When applying for a job at a top-tier consulting firm, you want to maximize your chances for success by working hard on the variables you can control.
You can’t control when you’ll be invited to interview, who will interview you, or what the subject matter of the case will be. But you can control your ability to perform well during the case.
Cases are designed to test your logic and problem solving skills. You may think they are testing your innate ability to solve problems, but solving cases is a skill that can be learned and improved. Just as you would have better chances of scoring well on the SAT, GRE or GMAT by studying the format of the test, doing practice tests, and taking a class to teach you best practices, you can improve your case solving skills.
At a minimum, you should prepare yourself for success by committing to practicing your case techniques for several weeks before your interview. Doing 50–70 cases is common. However, it is just as important to practice the right way.

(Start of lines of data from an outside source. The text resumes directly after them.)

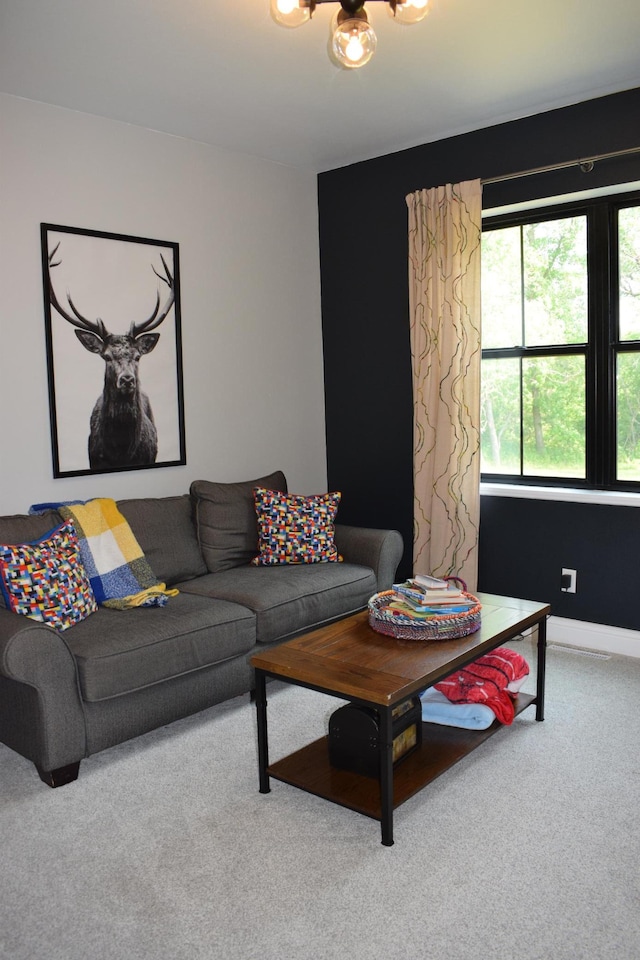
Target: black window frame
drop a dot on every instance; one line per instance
(601, 350)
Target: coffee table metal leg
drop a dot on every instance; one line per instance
(263, 742)
(541, 668)
(386, 776)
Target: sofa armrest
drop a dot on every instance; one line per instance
(379, 549)
(41, 715)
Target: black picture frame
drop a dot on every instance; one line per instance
(113, 338)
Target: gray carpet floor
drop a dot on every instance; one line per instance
(165, 850)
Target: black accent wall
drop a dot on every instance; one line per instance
(365, 315)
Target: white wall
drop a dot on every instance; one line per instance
(250, 287)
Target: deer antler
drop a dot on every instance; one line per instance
(158, 315)
(78, 320)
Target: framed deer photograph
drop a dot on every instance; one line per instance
(114, 351)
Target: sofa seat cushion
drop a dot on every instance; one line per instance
(290, 598)
(118, 651)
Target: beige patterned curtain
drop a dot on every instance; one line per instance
(444, 300)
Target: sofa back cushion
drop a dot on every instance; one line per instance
(164, 528)
(226, 522)
(22, 528)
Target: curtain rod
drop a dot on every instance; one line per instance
(586, 165)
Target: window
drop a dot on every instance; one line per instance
(561, 345)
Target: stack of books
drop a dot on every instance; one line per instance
(423, 596)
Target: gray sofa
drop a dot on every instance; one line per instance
(120, 673)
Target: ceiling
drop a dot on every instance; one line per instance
(222, 72)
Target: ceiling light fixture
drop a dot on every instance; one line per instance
(353, 41)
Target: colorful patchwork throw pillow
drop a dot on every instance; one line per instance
(46, 580)
(295, 529)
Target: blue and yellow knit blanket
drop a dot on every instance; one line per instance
(119, 572)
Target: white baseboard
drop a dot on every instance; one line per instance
(593, 636)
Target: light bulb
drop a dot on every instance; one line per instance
(291, 13)
(353, 42)
(408, 11)
(354, 51)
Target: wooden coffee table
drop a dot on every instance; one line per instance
(350, 660)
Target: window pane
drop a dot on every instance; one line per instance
(555, 281)
(629, 258)
(553, 417)
(501, 288)
(628, 416)
(500, 416)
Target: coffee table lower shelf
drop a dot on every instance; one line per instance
(442, 747)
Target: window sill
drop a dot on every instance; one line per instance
(565, 494)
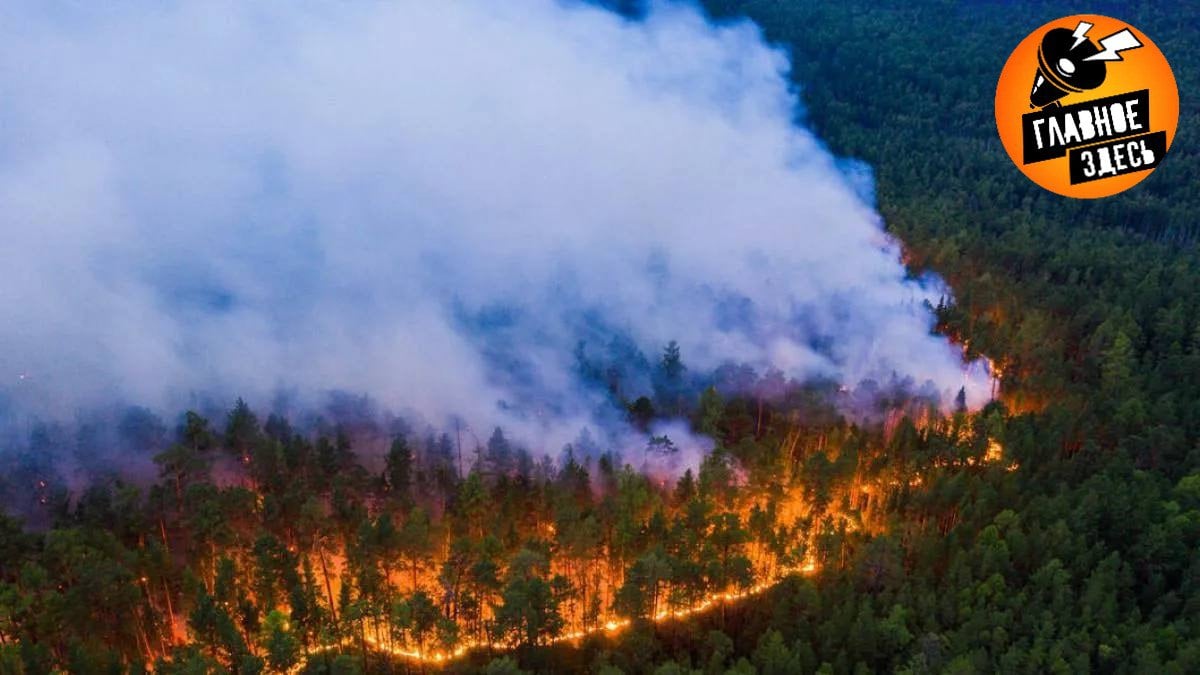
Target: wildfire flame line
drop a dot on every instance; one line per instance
(611, 626)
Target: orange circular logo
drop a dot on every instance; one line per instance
(1086, 106)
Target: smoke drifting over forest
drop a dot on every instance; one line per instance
(444, 205)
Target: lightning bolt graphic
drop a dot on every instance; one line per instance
(1114, 45)
(1080, 34)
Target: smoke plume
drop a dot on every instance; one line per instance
(445, 205)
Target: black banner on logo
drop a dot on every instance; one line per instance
(1051, 132)
(1116, 157)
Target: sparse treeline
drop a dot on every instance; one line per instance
(259, 545)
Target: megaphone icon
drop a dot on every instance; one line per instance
(1063, 66)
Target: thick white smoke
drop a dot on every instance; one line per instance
(427, 202)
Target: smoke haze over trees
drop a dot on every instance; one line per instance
(449, 207)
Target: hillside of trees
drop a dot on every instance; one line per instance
(1055, 530)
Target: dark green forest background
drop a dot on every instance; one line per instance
(1085, 559)
(1090, 560)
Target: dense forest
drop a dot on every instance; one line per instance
(1055, 530)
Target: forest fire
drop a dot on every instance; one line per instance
(609, 626)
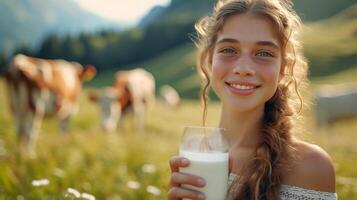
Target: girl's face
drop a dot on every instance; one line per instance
(246, 62)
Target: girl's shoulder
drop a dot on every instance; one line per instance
(312, 169)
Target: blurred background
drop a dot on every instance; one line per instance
(156, 35)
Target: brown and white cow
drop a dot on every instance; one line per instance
(132, 90)
(41, 87)
(170, 96)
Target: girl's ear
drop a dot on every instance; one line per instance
(282, 70)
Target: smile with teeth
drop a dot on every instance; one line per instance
(242, 87)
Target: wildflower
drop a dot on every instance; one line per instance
(148, 168)
(87, 196)
(153, 190)
(58, 172)
(74, 192)
(20, 197)
(40, 182)
(133, 185)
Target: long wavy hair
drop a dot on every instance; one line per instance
(263, 173)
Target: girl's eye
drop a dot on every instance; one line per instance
(265, 54)
(228, 51)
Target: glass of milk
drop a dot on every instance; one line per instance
(207, 150)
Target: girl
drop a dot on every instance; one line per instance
(251, 56)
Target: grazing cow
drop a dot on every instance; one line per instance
(41, 87)
(170, 96)
(334, 103)
(132, 90)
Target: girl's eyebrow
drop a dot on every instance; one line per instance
(260, 43)
(269, 44)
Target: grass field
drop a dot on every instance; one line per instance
(130, 164)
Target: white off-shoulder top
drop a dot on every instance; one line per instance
(288, 192)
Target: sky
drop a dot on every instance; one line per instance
(126, 12)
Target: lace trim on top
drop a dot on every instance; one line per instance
(288, 192)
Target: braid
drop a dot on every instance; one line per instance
(263, 172)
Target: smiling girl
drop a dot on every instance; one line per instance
(250, 55)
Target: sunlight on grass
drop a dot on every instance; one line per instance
(89, 164)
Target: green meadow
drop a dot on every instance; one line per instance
(130, 164)
(133, 165)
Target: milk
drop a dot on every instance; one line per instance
(213, 167)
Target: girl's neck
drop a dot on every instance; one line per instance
(243, 128)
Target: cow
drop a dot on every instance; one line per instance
(334, 103)
(170, 96)
(43, 87)
(132, 91)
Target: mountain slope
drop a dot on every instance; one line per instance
(26, 22)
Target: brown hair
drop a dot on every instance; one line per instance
(263, 173)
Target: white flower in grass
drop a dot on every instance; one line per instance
(133, 185)
(87, 196)
(153, 190)
(74, 192)
(148, 168)
(40, 182)
(58, 172)
(20, 197)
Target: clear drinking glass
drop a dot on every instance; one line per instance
(207, 150)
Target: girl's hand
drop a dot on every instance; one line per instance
(176, 192)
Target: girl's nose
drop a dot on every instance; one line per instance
(244, 67)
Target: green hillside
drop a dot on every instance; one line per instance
(331, 44)
(330, 52)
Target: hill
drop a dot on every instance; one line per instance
(26, 22)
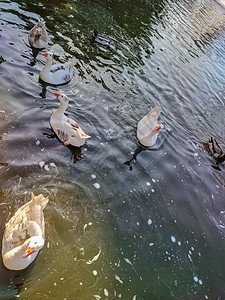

- Understand and internalize the key frameworks, don’t try to memorize them. A common mistake is the desire to remember the solution to every single case in every single industry. Clearly, that’s impossible. Understanding how case solutions are structured and internalizing the key logical steps to take to solving a case is much more effective than memorizing fifteen frameworks and trying to think through what framework matches the problem you’ve been presented with during the interview.
- Get comfortable with oral math. Nothing is more off-putting than someone who cannot perform simple multiplication, division, taking percentages, etc. out loud. Wean yourself off of your calculator and learn how to make meaningful estimates that simplify your calculations.
- Remember that half of the evaluation will be on intangibles — your executive presence, your skill at building rapport with the interviewer, and your oral communication skills. If you think it’s all about the “right answer”, you’re wrong!
- Practice with a knowledgeable partner. Practicing written cases with your peers is OK — it helps you internalize the logic for cracking cases. However, a peer will not know what the evaluation criteria are for top tier firms and won’t be able to evaluate how you are performing versus your competition. For a realistic assessment of your strengths and weaknesses, you should do some case interview practice with someone from the industry — either an industry contact who is willing to practice with you, or a firm like the Career Consulting Academy.